A drug screening assay on cancer cells chronically adapted to acidosis

• Published in: Cancer cell international Vol. 18; no. 1; p. 147
• Main Authors: Pellegrini, Paola, Serviss, Jason T, Lundbäck, Thomas, Bancaro, Nicolo, Mazurkiewicz, Magdalena, Kolosenko, Iryna, Yu, Di, Haraldsson, Martin, D'Arcy, Padraig, Linder, Stig, De Milito, Angelo
• Format: Journal Article
• Language: English
• Published: England BioMed Central 25.09.2018; BMC
• Subjects: Acidosis; Acids; Antibiotics; Antineoplastic drugs; Antitumor activity; Antitumor agents; Autophagy; Cancer therapies; Cell culture; Cell cycle; Cell growth; Colon; Cytotoxicity; Drug delivery; Drug resistance; Drug screening; Epithelial cells; Gene expression; Hypoxia; Identification; Immunoglobulins; Light; Medicin och hälsovetenskap; Melanoma; Metabolism; Nutrients; Oxygen; pH effects; Phagocytosis; Physiology; Primary Research; Proteasomes; Proteins; RNAseq; Solid tumors; Tumor acidosis; Tumors; Verteporfin; Viability; Tumor acidosis; Verteporfin; Drug resistance; Drug screening; RNAseq
• ISSN: 1475-2867; 1475-2867
• DOI: 10.1186/s12935-018-0645-5

Drug screening for the identification of compounds with anticancer activity is commonly performed using cell lines cultured under normal oxygen pressure and physiological pH. However, solid tumors are characterized by a microenvironment with limited access to nutrients, reduced oxygen supply and acidosis.
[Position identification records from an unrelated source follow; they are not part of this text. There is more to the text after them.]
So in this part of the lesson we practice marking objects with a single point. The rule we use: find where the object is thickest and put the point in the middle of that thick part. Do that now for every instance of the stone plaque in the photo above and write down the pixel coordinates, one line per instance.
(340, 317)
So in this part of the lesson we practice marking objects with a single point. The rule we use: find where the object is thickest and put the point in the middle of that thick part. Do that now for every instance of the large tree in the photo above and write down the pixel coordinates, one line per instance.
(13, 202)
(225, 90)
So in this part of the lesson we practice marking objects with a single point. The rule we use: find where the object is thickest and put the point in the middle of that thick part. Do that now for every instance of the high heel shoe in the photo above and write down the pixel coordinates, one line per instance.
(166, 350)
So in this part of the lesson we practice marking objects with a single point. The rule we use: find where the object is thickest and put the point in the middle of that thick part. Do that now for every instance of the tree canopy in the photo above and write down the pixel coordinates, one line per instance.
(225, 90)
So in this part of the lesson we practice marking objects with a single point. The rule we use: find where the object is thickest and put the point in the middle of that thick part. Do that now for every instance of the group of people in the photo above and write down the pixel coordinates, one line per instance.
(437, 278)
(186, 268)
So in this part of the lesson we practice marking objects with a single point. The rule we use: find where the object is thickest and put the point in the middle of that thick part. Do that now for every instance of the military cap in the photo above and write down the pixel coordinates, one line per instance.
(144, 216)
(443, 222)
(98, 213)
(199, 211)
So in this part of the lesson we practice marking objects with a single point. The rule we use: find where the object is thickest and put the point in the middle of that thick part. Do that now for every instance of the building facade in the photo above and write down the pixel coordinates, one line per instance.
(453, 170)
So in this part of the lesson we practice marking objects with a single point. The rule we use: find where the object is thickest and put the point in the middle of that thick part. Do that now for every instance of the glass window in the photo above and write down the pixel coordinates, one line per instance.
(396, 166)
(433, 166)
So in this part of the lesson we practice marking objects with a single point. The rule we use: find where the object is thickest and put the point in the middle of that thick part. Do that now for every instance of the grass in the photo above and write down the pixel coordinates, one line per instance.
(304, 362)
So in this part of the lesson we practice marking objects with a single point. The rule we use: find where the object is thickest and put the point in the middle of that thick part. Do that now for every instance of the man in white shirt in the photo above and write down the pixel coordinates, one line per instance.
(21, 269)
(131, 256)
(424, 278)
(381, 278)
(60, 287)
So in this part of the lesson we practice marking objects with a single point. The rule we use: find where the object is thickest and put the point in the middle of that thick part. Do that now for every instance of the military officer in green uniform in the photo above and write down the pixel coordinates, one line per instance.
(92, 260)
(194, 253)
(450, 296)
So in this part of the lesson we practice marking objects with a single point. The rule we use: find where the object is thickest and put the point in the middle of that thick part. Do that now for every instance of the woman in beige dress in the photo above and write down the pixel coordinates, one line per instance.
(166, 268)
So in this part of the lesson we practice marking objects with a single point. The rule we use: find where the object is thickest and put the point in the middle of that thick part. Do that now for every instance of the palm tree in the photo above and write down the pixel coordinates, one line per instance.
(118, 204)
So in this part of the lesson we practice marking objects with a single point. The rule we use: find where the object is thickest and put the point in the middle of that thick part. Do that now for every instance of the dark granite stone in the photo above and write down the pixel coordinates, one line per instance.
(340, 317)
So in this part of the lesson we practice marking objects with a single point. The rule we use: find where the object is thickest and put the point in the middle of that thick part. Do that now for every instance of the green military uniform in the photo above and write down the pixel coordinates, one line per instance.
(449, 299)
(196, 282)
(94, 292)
Tumor hypoxia and acidosis have been identified as important drivers of malignant progression and contribute to multicellular resistance to different forms of therapy. Tumor acidosis represents an important mechanism mediating drug resistance thus the identification of drugs active on acid-adapted cells may improve the efficacy of cancer therapy. Here, we characterized human colon carcinoma cells (HCT116) chronically adapted to grow at pH 6.8 and used them to screen the Prestwick drug library for cytotoxic compounds. Analysis of gene expression profiles in parental and low pH-adapted cells showed several differences relating to cell cycle, metabolism and autophagy. The screen led to the identification of several compounds which were further selected for their preferential cytotoxicity towards acid-adapted cells. Amongst 11 confirmed hits, we primarily focused our investigation on the benzoporphyrin derivative Verteporfin (VP). VP significantly reduced viability in low pH-adapted HCT116 cells as compared to parental HCT116 cells and normal immortalized epithelial cells. The cytotoxic activity of VP was enhanced by light activation and acidic pH culture conditions, likely via increased acid-dependent drug uptake. VP displayed the unique property to cause light-dependent cross-linking of proteins and resulted in accumulation of polyubiquitinated proteins without inducing inhibition of the proteasome. Our study provides an example and a tool to identify anticancer drugs targeting acid-adapted cancer cells.